Gordon Burwash was given three to five years to live after being diagnosed with a lung disease called “idiopathic pulmonary fibrosis”. But thanks to a clinical trial at St. Joseph’s Healthcare Hamilton, the 72-year old has outlived his prognosis. Research shows a drug could help prolong the lives of the 10 to 12-thousand Canadians diagnosed with the disease.
Gordon Burwash was carrying luggage up a flight of stairs while on vacation when he noticed something wasn’t quite right: “So I came back home. I didn’t feel well. I thought I had pneumonia.”
He was referred to Doctor Martin Kolb at St. Joseph’s Healthcare Hamilton who diagnosed Burwash with the lung disease “Idiopathic Pulmonary Fibrosis” — or IPF: “The lungs build up scar tissue without a good explanation why that would happen.”
IPF causes breathlessness that worsens each day. It’s normally found in people over 60. About half of those diagnosed will die within three or four years.

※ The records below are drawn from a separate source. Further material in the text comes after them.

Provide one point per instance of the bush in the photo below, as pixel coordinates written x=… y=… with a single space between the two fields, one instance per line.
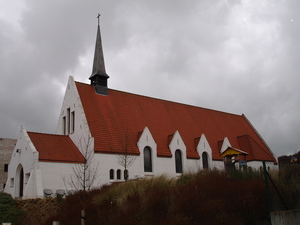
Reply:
x=207 y=197
x=8 y=211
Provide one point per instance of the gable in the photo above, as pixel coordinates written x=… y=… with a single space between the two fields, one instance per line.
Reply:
x=118 y=118
x=55 y=148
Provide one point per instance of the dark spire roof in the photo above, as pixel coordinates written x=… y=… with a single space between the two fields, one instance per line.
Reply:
x=99 y=76
x=98 y=66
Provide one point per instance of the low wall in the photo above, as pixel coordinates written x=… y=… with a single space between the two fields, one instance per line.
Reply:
x=285 y=217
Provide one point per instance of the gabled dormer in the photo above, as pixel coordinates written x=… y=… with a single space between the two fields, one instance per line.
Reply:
x=99 y=77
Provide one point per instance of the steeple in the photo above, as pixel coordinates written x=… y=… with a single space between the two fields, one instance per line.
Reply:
x=99 y=76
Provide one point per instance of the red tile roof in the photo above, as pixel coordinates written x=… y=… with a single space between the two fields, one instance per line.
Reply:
x=118 y=118
x=56 y=148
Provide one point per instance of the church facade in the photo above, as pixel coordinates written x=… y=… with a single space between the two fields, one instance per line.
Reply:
x=115 y=136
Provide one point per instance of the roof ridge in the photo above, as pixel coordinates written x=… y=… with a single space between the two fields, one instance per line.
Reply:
x=204 y=108
x=61 y=135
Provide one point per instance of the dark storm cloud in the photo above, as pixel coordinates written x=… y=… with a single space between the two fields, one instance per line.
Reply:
x=234 y=56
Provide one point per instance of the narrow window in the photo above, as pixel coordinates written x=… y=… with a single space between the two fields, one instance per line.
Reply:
x=64 y=126
x=27 y=175
x=118 y=174
x=147 y=160
x=178 y=161
x=126 y=174
x=68 y=123
x=205 y=160
x=72 y=122
x=111 y=174
x=5 y=167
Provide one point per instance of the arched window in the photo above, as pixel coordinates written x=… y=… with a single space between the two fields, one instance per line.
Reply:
x=178 y=161
x=126 y=174
x=147 y=160
x=118 y=174
x=205 y=160
x=20 y=181
x=111 y=174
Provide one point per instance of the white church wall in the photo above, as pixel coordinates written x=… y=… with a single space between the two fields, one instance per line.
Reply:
x=24 y=156
x=77 y=128
x=54 y=174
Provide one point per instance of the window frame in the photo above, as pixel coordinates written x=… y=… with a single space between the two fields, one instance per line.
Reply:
x=148 y=160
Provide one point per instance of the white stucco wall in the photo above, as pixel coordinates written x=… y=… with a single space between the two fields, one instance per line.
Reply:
x=81 y=134
x=24 y=156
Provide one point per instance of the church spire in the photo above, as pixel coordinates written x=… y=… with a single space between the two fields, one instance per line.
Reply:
x=99 y=76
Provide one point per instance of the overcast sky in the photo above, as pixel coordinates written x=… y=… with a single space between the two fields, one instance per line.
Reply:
x=241 y=57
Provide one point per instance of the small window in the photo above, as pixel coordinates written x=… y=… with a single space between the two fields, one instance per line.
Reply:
x=64 y=126
x=178 y=161
x=5 y=167
x=111 y=174
x=72 y=122
x=27 y=175
x=205 y=160
x=69 y=123
x=12 y=182
x=126 y=174
x=118 y=174
x=147 y=160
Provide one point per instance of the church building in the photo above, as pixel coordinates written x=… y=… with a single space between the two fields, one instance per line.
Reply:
x=110 y=136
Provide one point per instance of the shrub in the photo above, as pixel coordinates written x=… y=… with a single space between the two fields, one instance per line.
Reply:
x=8 y=210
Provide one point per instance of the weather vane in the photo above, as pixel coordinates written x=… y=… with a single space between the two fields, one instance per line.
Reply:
x=98 y=17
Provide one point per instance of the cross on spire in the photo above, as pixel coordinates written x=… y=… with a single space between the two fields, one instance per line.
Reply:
x=98 y=17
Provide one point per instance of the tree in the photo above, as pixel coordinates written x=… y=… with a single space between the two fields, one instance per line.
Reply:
x=8 y=209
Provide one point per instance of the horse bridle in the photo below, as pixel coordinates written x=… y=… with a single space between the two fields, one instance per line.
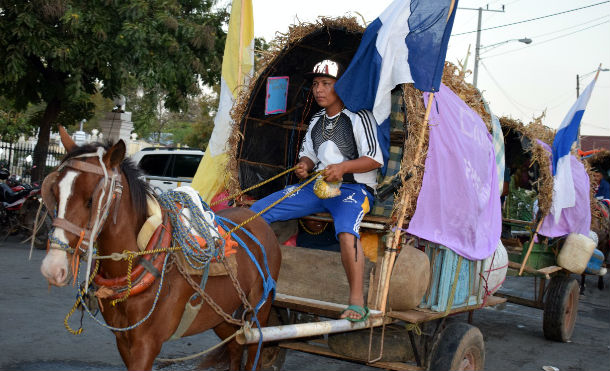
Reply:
x=109 y=187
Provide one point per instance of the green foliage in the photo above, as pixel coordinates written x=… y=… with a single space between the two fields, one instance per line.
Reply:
x=201 y=129
x=58 y=49
x=12 y=122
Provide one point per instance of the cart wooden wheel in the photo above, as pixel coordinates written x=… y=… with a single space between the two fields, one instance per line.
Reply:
x=560 y=308
x=460 y=347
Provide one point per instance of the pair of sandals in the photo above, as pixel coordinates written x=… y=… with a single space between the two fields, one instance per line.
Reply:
x=358 y=309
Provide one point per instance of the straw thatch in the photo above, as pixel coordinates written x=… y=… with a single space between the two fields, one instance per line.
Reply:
x=600 y=160
x=416 y=144
x=278 y=47
x=537 y=156
x=415 y=149
x=537 y=130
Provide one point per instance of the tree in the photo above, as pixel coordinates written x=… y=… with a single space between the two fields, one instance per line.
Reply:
x=56 y=52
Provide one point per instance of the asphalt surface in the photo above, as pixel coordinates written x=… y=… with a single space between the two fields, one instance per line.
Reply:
x=34 y=338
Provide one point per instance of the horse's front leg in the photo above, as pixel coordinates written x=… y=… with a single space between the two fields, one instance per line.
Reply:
x=224 y=330
x=263 y=317
x=142 y=352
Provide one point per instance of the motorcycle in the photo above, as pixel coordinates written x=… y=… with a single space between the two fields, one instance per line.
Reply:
x=19 y=205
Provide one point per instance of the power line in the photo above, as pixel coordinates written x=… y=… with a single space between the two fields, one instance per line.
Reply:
x=533 y=19
x=567 y=28
x=545 y=41
x=510 y=99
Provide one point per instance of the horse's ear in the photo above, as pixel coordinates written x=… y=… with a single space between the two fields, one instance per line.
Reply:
x=115 y=155
x=66 y=139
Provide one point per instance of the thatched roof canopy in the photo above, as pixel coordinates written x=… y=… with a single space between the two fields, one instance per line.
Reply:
x=522 y=150
x=279 y=136
x=601 y=161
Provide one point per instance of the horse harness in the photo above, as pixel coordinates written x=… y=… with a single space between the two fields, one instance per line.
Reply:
x=109 y=186
x=150 y=267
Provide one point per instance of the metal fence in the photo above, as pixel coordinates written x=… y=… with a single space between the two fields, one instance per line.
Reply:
x=18 y=158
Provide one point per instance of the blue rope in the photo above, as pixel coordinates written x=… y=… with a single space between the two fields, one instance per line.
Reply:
x=268 y=283
x=82 y=301
x=198 y=257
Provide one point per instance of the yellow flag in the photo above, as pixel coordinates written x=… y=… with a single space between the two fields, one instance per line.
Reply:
x=237 y=68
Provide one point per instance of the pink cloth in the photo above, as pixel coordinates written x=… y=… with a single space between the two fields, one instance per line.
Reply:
x=458 y=205
x=575 y=219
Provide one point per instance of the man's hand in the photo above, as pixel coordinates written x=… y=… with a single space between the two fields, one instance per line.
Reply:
x=334 y=173
x=301 y=170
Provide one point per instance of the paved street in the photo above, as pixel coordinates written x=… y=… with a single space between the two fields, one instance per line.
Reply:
x=34 y=338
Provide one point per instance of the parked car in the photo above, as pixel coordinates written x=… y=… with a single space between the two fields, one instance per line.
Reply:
x=166 y=168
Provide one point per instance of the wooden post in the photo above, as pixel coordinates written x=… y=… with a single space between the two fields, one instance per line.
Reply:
x=390 y=256
x=529 y=249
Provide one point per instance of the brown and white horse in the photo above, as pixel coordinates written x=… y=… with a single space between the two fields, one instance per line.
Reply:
x=99 y=198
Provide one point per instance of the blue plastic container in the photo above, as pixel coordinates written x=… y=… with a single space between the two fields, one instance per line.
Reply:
x=595 y=263
x=444 y=263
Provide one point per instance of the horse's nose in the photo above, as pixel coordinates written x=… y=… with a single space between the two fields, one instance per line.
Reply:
x=55 y=269
x=59 y=277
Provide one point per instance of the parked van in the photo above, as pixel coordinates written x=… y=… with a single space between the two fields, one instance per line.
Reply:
x=166 y=168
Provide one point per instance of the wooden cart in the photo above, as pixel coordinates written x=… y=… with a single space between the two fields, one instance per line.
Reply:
x=312 y=288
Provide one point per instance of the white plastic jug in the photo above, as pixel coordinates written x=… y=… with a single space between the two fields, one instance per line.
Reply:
x=576 y=252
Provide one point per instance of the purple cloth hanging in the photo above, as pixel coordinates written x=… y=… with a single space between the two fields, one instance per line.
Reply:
x=458 y=205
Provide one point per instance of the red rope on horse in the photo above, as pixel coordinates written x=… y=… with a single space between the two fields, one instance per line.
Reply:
x=76 y=257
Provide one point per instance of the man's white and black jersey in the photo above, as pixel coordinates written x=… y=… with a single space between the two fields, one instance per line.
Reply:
x=345 y=136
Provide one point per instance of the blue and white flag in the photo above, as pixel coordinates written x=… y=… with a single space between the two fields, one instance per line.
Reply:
x=564 y=195
x=407 y=43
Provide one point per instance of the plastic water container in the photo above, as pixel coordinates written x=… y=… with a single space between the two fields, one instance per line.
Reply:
x=595 y=264
x=576 y=253
x=494 y=271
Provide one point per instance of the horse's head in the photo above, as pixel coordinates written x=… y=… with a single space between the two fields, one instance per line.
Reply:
x=79 y=194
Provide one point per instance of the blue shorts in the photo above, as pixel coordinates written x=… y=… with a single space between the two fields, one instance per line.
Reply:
x=347 y=209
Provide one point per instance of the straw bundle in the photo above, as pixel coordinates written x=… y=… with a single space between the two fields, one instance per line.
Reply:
x=279 y=46
x=538 y=155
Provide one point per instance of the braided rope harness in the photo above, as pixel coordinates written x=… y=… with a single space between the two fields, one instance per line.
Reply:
x=197 y=256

Gordon said: “The hardest part was telling the kids. And the thoughts of, we have 6 grandkids and how long will I be around to see them. That’s the hard part.”
Burwash agreed to be part of a clinical trial for Nintedanib. A drug originally developed to slow down cancer progression.

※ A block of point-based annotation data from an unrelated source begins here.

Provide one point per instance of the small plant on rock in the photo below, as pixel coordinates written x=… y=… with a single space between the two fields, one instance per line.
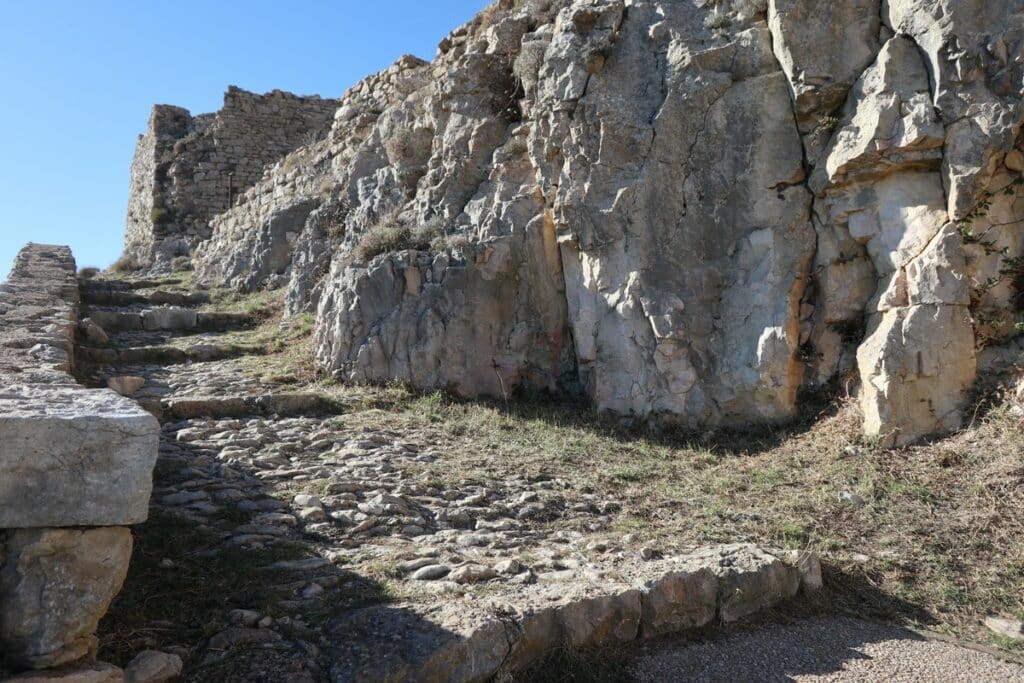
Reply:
x=718 y=22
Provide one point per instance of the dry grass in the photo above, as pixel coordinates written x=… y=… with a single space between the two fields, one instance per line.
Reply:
x=390 y=236
x=938 y=542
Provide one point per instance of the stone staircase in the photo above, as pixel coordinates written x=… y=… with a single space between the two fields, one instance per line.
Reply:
x=180 y=357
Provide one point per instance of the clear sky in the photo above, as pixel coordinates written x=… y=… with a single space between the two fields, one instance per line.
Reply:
x=78 y=79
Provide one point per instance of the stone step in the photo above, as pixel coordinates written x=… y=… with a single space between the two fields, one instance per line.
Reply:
x=99 y=284
x=170 y=318
x=282 y=404
x=109 y=297
x=166 y=354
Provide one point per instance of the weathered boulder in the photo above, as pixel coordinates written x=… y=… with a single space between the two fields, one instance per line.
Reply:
x=153 y=667
x=54 y=587
x=72 y=457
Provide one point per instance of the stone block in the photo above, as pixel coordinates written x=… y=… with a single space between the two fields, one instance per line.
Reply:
x=97 y=672
x=73 y=457
x=677 y=601
x=54 y=587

“This is a pill form and it has shown it doesn’t stop the disease but it makes the worsening less quick.”
Researchers at St. Joes concluded Nintedanib slows down IPF progression by approximately 50 percent per year. It’s now been 7 years since Burwash was diagnosed.
Gordon said: “The life isn’t the one I wanted. But the alternative isn’t great either. So I’ve very pleased with the drug.”
Clinical trials took place in 30 countries across the globe including here at St. Joseph’s Healthcare Hamilton. The drug could be approved for use in Canada by as early as 2015.
If approved, Nintedanib would be the second drug used to treat IPF. The hope is it will be the first to be covered by public healthcare.
Gordon said: “I’m happy because I’m still here. And that’s the best part of the whole thing.”